Deshalb ist KI nicht „die Expertin im Raum“. Sie kann gute Vorschläge machen, aber sie kann die Rolle, die Praxisanleitung ausmacht, nicht übernehmen: professionelles Abwägen, Begleiten und Entscheiden unter realen Bedingungen.
Die größte Gefahr ist nicht „Quatsch“, sondern „überzeugend falsch“
Viele verbinden KI-Fehler mit offensichtlichem Unsinn. In der Praxis entstehen kritische Momente aber oft anders: Dann, wenn KI etwas formuliert, das sich glasklar und kompetent liest – und genau deshalb kaum hinterfragt wird.
Das kann ein Standard sein, der im eigenen Haus so nicht gilt. Es kann eine Maßnahme sein, die im konkreten Kontext nicht indiziert ist. Es kann eine Priorität sein, die an der Situation vorbeigeht. Oder ein scheinbar „fachlicher Fakt“, der schlicht erfunden ist. Solche Fehler passieren nicht aus Absicht, sondern weil KI darauf ausgelegt ist, stimmige Texte zu erzeugen – nicht geprüfte Aussagen.
Für Praxisanleitung ist das eine zentrale Erkenntnis: Ein glatter, professioneller Text ist kein Beweis für Richtigkeit. Er ist nur ein Beweis für gute Formulierung.
Eine hilfreiche Leitplanke dafür lautet: KI ist Vorschlag – Verantwortung bleibt beim Menschen.
Drei Prüffragen, die KI-Nutzung sicherer machen
Damit KI in der Praxisanleitung wirklich hilft, braucht es eine kurze Routine vor der Übernahme von Vorschlägen.

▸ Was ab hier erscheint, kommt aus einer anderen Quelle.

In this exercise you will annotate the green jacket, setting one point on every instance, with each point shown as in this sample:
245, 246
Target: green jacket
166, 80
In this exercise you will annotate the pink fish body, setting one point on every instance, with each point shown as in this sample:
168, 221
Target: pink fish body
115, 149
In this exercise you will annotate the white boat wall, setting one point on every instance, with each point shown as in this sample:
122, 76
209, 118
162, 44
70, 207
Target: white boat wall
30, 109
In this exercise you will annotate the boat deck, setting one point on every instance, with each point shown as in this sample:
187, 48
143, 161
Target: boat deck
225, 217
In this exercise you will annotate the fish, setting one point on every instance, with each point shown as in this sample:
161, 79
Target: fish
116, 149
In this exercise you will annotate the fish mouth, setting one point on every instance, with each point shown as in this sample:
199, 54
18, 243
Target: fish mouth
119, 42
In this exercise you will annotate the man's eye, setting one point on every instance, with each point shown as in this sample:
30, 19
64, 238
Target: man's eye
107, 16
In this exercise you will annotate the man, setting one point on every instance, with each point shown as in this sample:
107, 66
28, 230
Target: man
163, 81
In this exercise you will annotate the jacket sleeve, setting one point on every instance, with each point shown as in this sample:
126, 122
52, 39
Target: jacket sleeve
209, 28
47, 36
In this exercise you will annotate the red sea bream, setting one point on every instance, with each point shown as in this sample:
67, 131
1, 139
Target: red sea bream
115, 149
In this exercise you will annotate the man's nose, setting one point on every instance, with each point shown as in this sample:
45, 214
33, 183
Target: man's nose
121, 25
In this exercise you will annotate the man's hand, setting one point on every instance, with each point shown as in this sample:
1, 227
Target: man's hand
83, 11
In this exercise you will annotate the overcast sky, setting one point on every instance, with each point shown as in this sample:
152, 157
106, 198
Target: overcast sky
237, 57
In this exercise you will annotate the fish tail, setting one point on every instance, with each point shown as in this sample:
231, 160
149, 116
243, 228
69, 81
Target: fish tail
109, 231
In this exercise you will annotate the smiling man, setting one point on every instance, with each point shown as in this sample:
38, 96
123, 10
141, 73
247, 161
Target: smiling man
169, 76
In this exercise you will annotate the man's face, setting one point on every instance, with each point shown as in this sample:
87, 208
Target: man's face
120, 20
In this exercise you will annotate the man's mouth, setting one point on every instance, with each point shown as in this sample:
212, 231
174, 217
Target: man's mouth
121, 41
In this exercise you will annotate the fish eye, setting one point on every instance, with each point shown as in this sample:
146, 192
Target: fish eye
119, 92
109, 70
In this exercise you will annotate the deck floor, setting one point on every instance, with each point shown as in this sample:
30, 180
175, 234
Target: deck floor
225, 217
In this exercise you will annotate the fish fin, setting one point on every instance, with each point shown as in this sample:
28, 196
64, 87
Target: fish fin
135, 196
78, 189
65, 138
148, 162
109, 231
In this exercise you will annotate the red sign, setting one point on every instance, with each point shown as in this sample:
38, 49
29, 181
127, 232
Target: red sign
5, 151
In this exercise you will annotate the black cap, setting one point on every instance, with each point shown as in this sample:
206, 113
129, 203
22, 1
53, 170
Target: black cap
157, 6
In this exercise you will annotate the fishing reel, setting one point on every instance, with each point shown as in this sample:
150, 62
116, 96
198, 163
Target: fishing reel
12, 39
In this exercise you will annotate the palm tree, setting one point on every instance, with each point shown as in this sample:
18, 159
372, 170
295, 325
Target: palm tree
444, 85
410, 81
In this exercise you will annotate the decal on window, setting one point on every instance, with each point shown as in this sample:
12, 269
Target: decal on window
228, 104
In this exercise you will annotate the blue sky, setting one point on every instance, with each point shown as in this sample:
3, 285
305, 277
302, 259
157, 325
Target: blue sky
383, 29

Erstens: Geht es gerade um Struktur und Sprache – oder um eine fachliche Entscheidung? Struktur kann KI liefern, fachliche Entscheidungen müssen im Verantwortungsbereich der Praxisanleitung bleiben.
Zweitens: Woran lässt sich prüfen, ob die Antwort stimmt? Standards, Leitlinien, Einrichtungsvorgaben oder Kolleg:innenwissen müssen die Aussage erden.
Drittens: Was fehlt der KI, um es sicher zu wissen? In der Regel ist es Kontext: Beobachtungen, Verlauf, Risiken, Situation im Zimmer, Dynamik im Team.
Wenn diese Fragen selbstverständlich werden, bleibt KI ein hilfreicher Co-Pilot – und die Verantwortung dort, wo sie hingehört.
Ein Satz zum Mitnehmen
KI kann Planung und Sprache hervorragend unterstützen. Klinische Einschätzung, Priorisierung und Verantwortung bleiben menschlich.
Oder ganz kurz: Klingt gut ist nicht dasselbe wie ist richtig.